Monday 23 April 2018

Why Make in India?


Tariff wars between US and China are forcing nations to have a relook at globalization. Transformation caused by globalization was meticulous. It contributed towards a seamless and borderless world. With time countries that have managed to smartly put their competitive advantage in manufacturing to advantage emerged as big players in global trade. Steadily, the gap between the countries widened as countries with superior manufacturing abilities began make huge profits through trade emerging as winners of globalization. China, having emerged as a manufacturing giant, started recording huge trade surplus at the behest of countries that lost out in this competitive race. As a damage control or in real terms, countries which have been grappling huge trade deficits in this case-US, resorted to levying new tariffs.

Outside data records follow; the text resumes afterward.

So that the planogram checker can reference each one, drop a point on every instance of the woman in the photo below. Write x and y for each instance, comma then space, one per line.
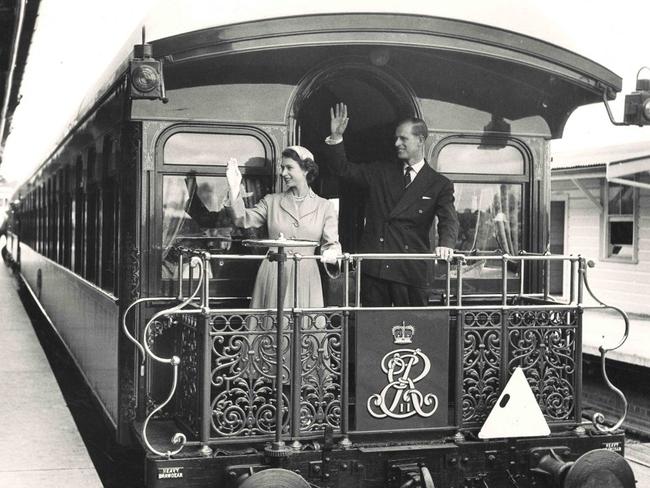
298, 213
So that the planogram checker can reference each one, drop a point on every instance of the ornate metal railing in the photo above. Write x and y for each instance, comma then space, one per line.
231, 377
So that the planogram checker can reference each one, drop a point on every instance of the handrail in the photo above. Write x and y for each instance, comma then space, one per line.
174, 361
598, 418
503, 301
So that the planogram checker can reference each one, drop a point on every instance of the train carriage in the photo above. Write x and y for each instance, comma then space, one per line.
149, 286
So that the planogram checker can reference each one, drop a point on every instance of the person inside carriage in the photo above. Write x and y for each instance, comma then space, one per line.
403, 199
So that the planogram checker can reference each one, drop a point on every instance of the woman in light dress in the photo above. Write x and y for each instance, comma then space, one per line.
297, 213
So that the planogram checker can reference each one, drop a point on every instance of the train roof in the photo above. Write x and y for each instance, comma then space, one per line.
192, 34
179, 35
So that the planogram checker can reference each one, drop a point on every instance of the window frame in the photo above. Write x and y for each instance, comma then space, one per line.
606, 219
162, 170
524, 180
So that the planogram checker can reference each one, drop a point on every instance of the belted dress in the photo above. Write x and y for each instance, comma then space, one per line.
314, 219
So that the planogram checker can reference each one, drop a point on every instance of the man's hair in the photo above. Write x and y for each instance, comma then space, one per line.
418, 126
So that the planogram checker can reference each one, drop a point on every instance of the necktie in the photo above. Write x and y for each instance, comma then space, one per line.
407, 176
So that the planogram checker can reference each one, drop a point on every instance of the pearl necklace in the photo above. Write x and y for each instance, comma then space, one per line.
299, 199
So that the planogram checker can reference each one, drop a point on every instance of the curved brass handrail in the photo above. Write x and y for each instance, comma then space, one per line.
598, 418
178, 437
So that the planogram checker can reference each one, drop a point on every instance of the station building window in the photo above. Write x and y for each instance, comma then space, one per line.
620, 223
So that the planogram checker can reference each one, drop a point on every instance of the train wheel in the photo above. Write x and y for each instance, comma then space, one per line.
275, 478
600, 468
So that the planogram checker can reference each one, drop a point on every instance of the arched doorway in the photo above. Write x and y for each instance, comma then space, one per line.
377, 99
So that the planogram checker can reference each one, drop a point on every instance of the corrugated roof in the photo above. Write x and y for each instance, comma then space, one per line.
599, 156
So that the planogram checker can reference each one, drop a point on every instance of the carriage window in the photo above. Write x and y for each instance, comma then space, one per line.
214, 149
194, 216
620, 222
489, 217
489, 189
477, 159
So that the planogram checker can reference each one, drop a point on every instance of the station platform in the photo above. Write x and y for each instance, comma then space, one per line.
606, 327
41, 446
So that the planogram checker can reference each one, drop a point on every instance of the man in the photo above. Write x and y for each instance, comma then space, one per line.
403, 198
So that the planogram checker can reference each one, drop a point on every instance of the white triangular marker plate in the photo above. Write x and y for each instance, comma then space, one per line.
516, 413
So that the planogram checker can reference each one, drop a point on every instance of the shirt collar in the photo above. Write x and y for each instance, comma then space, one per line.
416, 167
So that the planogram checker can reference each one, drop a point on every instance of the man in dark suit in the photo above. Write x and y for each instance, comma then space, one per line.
403, 198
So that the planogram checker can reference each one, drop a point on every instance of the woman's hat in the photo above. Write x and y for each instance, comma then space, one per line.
302, 152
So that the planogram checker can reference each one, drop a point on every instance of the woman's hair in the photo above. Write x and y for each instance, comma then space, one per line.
306, 164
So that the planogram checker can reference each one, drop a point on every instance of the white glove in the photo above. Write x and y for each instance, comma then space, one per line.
444, 252
329, 256
233, 175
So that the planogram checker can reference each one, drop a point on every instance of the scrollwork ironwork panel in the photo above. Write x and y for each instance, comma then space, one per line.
540, 341
543, 344
187, 405
244, 369
482, 344
321, 371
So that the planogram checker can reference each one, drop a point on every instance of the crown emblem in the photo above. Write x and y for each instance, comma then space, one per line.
403, 334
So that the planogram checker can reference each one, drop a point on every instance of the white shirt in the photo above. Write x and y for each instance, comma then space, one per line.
415, 167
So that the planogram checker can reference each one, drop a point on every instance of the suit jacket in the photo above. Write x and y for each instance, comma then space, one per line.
399, 220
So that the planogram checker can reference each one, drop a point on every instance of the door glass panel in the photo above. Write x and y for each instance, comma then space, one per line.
209, 149
490, 223
203, 221
478, 159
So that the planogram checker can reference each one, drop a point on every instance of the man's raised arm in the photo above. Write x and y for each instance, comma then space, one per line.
335, 157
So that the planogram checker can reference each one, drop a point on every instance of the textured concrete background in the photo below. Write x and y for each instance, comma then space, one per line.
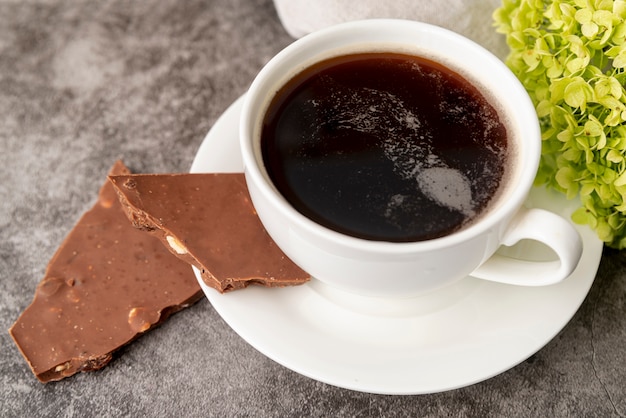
83, 83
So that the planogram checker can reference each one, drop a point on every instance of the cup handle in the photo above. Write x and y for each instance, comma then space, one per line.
547, 228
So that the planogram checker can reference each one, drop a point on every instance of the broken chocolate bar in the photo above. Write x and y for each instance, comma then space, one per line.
209, 221
106, 284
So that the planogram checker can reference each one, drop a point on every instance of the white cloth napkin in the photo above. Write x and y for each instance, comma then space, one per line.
471, 18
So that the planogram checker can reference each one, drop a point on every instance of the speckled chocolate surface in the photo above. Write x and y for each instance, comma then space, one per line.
83, 83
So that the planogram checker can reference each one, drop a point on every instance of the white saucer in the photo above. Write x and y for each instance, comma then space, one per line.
452, 338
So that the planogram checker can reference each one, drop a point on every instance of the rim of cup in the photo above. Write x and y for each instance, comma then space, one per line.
315, 47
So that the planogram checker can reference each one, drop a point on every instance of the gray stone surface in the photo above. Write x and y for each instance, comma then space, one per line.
83, 83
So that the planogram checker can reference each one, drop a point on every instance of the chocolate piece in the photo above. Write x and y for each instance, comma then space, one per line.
106, 284
208, 220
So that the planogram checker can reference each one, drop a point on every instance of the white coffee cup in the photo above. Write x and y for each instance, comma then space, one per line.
391, 269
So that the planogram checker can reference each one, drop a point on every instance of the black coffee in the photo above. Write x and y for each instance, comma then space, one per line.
384, 146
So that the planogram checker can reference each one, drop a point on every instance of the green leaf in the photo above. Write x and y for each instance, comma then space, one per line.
577, 93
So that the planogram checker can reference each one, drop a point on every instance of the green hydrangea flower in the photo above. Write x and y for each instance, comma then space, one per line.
571, 57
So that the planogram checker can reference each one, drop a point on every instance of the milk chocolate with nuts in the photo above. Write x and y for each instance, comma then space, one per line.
107, 284
209, 221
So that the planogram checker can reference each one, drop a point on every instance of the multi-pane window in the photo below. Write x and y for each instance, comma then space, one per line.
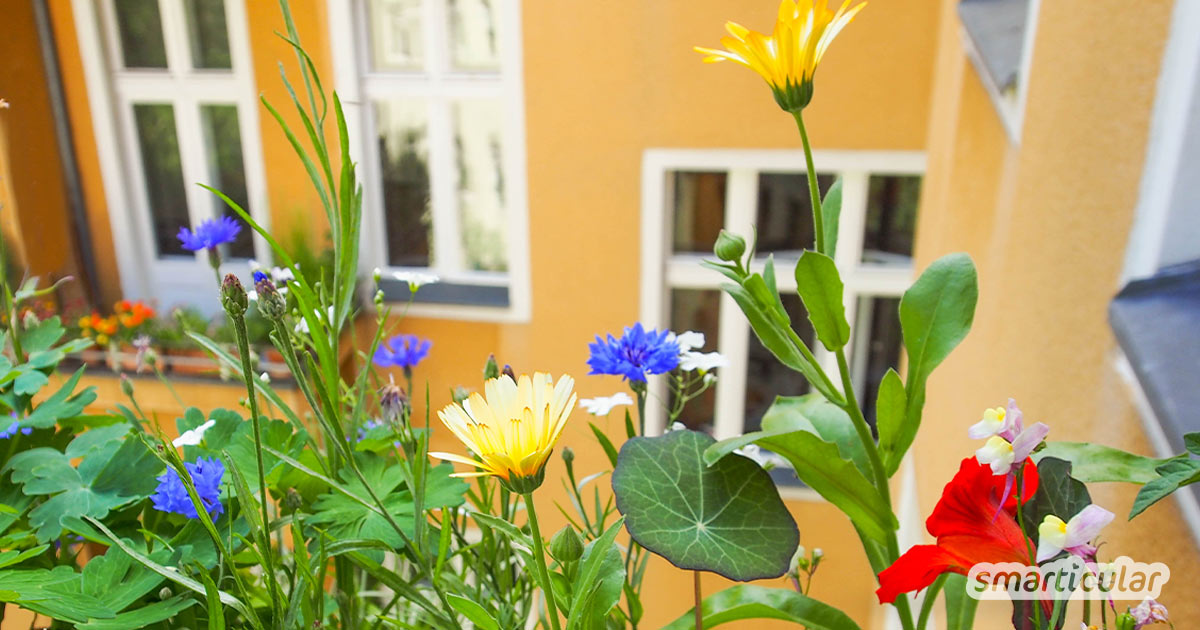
179, 83
690, 196
435, 83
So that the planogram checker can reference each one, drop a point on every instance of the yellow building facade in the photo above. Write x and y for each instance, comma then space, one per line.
570, 163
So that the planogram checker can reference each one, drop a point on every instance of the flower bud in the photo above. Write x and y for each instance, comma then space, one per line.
565, 546
270, 303
233, 297
491, 370
730, 247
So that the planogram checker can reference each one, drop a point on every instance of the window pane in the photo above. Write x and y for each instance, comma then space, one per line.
766, 377
208, 34
700, 311
222, 147
785, 211
699, 210
474, 41
396, 35
479, 153
891, 219
141, 31
163, 175
403, 162
880, 318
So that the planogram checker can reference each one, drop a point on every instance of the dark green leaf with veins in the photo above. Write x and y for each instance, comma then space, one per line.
726, 519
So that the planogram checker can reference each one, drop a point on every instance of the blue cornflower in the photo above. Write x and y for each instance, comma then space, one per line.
13, 429
209, 234
402, 351
172, 496
635, 355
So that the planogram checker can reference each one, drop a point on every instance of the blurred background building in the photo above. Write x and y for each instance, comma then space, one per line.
565, 166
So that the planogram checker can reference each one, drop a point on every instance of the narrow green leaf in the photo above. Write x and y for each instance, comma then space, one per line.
889, 409
694, 514
831, 211
473, 611
1093, 463
750, 601
821, 289
935, 316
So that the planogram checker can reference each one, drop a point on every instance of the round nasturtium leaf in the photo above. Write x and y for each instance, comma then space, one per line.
726, 519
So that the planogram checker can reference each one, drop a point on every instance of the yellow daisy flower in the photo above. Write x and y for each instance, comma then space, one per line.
511, 429
789, 57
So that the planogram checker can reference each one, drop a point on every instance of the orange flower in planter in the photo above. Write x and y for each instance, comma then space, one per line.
789, 57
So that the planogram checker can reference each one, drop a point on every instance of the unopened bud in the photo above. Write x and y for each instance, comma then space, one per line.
491, 370
565, 546
233, 297
270, 303
729, 246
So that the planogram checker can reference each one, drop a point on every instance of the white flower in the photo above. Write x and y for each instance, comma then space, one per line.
604, 405
195, 436
703, 361
688, 341
415, 280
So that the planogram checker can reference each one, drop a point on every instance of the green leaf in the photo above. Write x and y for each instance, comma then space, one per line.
960, 607
1173, 475
726, 517
473, 611
822, 466
346, 517
831, 214
935, 316
598, 585
1059, 495
61, 405
750, 601
815, 414
113, 472
821, 289
889, 409
1092, 463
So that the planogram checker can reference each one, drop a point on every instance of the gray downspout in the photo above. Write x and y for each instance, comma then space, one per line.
65, 139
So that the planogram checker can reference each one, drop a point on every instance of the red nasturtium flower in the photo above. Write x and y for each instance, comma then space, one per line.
973, 522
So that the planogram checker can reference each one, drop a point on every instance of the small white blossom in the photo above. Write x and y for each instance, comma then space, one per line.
605, 405
688, 341
195, 436
417, 280
703, 361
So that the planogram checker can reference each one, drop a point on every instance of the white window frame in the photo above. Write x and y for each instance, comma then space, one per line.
358, 85
112, 93
663, 270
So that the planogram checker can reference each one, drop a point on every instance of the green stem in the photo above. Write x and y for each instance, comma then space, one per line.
247, 373
814, 192
540, 556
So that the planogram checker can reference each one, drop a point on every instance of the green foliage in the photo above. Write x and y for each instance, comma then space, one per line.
726, 517
1096, 463
114, 469
349, 519
750, 601
935, 316
1059, 495
821, 449
821, 289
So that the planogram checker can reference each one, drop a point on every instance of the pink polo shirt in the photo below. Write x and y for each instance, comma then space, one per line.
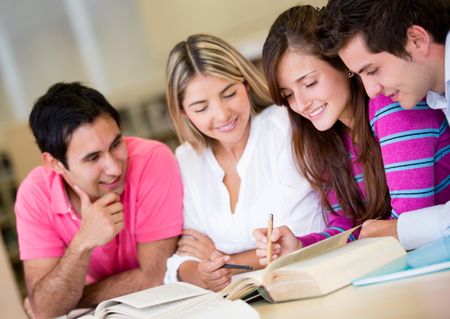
152, 199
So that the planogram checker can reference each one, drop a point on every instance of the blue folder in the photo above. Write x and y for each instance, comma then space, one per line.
429, 258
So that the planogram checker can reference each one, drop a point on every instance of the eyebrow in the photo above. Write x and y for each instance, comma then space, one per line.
364, 67
89, 155
220, 93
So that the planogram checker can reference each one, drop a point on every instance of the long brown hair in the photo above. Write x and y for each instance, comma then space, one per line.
321, 156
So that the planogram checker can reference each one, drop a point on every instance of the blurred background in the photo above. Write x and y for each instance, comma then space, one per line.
119, 47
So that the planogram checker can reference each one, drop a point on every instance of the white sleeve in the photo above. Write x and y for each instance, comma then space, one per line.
173, 263
422, 226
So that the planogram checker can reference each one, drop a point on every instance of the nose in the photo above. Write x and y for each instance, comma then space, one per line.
222, 111
301, 103
112, 165
373, 88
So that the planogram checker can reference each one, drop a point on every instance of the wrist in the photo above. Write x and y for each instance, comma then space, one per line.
79, 246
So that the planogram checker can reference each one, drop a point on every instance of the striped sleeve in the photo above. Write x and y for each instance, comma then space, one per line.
415, 146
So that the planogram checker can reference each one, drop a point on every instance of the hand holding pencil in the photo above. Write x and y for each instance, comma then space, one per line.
272, 243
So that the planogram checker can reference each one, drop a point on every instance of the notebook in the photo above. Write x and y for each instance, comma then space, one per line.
429, 258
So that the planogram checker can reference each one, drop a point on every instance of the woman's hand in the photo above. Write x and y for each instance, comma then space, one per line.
212, 274
196, 244
283, 242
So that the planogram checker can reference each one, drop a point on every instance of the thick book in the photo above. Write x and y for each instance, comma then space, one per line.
175, 300
316, 270
427, 259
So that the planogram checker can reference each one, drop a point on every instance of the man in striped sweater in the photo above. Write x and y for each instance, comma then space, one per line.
401, 49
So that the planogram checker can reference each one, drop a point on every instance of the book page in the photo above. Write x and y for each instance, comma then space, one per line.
155, 296
311, 251
164, 310
332, 270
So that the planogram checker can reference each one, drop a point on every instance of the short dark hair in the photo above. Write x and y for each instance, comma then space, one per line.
61, 110
383, 24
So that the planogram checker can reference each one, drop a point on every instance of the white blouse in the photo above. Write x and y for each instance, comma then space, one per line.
270, 183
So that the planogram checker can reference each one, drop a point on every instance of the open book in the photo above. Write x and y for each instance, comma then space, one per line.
176, 300
316, 270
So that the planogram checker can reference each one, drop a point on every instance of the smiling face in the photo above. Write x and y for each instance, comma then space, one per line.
403, 80
97, 159
218, 108
314, 89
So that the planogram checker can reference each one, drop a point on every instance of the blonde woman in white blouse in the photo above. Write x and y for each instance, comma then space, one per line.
236, 162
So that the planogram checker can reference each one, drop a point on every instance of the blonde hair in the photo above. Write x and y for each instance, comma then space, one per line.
208, 55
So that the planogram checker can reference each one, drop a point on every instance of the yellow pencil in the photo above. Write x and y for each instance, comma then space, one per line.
269, 235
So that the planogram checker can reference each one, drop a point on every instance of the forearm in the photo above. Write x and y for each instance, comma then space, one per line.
119, 284
152, 259
66, 280
188, 272
246, 258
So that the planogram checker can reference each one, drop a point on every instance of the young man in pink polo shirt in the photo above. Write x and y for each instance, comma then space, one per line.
103, 214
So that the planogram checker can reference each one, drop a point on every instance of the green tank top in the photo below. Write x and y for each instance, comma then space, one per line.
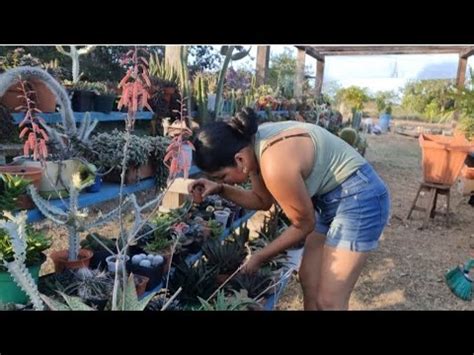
335, 160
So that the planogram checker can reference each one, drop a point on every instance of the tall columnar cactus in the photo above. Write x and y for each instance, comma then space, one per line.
74, 54
16, 230
228, 51
186, 88
201, 92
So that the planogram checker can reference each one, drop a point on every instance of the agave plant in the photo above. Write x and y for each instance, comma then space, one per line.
238, 301
196, 280
127, 300
226, 256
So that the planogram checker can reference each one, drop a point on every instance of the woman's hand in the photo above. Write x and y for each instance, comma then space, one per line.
252, 265
204, 188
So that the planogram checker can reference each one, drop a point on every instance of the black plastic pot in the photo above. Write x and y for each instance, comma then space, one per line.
82, 101
104, 103
154, 274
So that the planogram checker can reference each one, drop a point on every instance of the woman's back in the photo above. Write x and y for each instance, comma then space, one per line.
335, 159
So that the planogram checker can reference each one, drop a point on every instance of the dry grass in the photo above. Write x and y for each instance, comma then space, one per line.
407, 271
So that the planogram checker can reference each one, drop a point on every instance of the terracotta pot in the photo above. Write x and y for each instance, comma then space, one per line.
467, 172
61, 263
28, 173
50, 176
140, 284
443, 157
45, 99
197, 194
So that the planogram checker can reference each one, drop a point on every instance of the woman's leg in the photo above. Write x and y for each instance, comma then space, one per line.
310, 269
340, 269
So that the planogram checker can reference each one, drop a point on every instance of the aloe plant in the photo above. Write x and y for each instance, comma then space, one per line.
238, 301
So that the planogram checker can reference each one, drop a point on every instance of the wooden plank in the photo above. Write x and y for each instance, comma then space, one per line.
79, 116
386, 49
312, 52
299, 75
467, 53
263, 58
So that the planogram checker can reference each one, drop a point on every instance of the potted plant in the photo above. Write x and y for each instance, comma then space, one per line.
443, 157
108, 155
13, 183
105, 98
102, 247
83, 95
34, 246
8, 128
148, 265
41, 140
197, 280
44, 98
236, 301
92, 286
226, 256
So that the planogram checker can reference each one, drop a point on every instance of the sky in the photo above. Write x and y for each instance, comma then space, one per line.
376, 72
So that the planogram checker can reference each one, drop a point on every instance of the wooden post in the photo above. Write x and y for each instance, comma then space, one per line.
263, 58
299, 75
460, 78
319, 77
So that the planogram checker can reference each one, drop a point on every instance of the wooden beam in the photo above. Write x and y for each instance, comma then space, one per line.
382, 50
319, 78
467, 53
299, 75
460, 79
263, 58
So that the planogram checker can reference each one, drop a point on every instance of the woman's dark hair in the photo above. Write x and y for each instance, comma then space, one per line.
217, 143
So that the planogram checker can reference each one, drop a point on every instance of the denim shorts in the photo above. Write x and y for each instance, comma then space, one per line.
354, 214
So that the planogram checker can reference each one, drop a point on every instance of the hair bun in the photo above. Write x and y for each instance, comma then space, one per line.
245, 122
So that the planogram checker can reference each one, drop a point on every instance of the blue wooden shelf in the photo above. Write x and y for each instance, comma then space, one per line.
79, 116
271, 301
107, 192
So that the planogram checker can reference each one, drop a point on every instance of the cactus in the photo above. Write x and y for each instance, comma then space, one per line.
16, 229
201, 92
74, 54
75, 219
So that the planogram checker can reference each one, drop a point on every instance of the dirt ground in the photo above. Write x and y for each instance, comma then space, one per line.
407, 271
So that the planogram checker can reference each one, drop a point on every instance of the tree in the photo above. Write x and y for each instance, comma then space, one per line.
203, 58
430, 98
384, 100
353, 96
281, 72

This trend which is labelled as protectionist is also regarded as an anathema to free trade and open markets. Currently India is facing similar situation with respect to the bloating trade imbalances with China. Over years, India has turned into dumping yard for cheap Chinese goods which subsequently took a toll on the Indian manufacturing sector. While China openly championed for free markets it closed doors to Indian exports especially in pharmaceutical and service sectors and enthusiastically imported raw materials. This uncompetitive manufacturing sector coupled with skill deficit and the growing burden of trade deficits started hurting Indian economy.

Owing to America’s protectionist approach, China pledged to champion globalization. But China mortified concept of free markets by imposing restrictions on access to its economy. It has been violating the basic predicaments of free trade like Intellectual Property rights and transparency. Free trade espoused by China has been a myth and in course of time turned it into a double-edged sword escalating trade deficits. Trade deficits together with deficit budget began to push economies into a death spiral. US experienced this double-whammy for a decade plunging the growth rate to less than 3%.  India could even hardly take such glum economic scenario.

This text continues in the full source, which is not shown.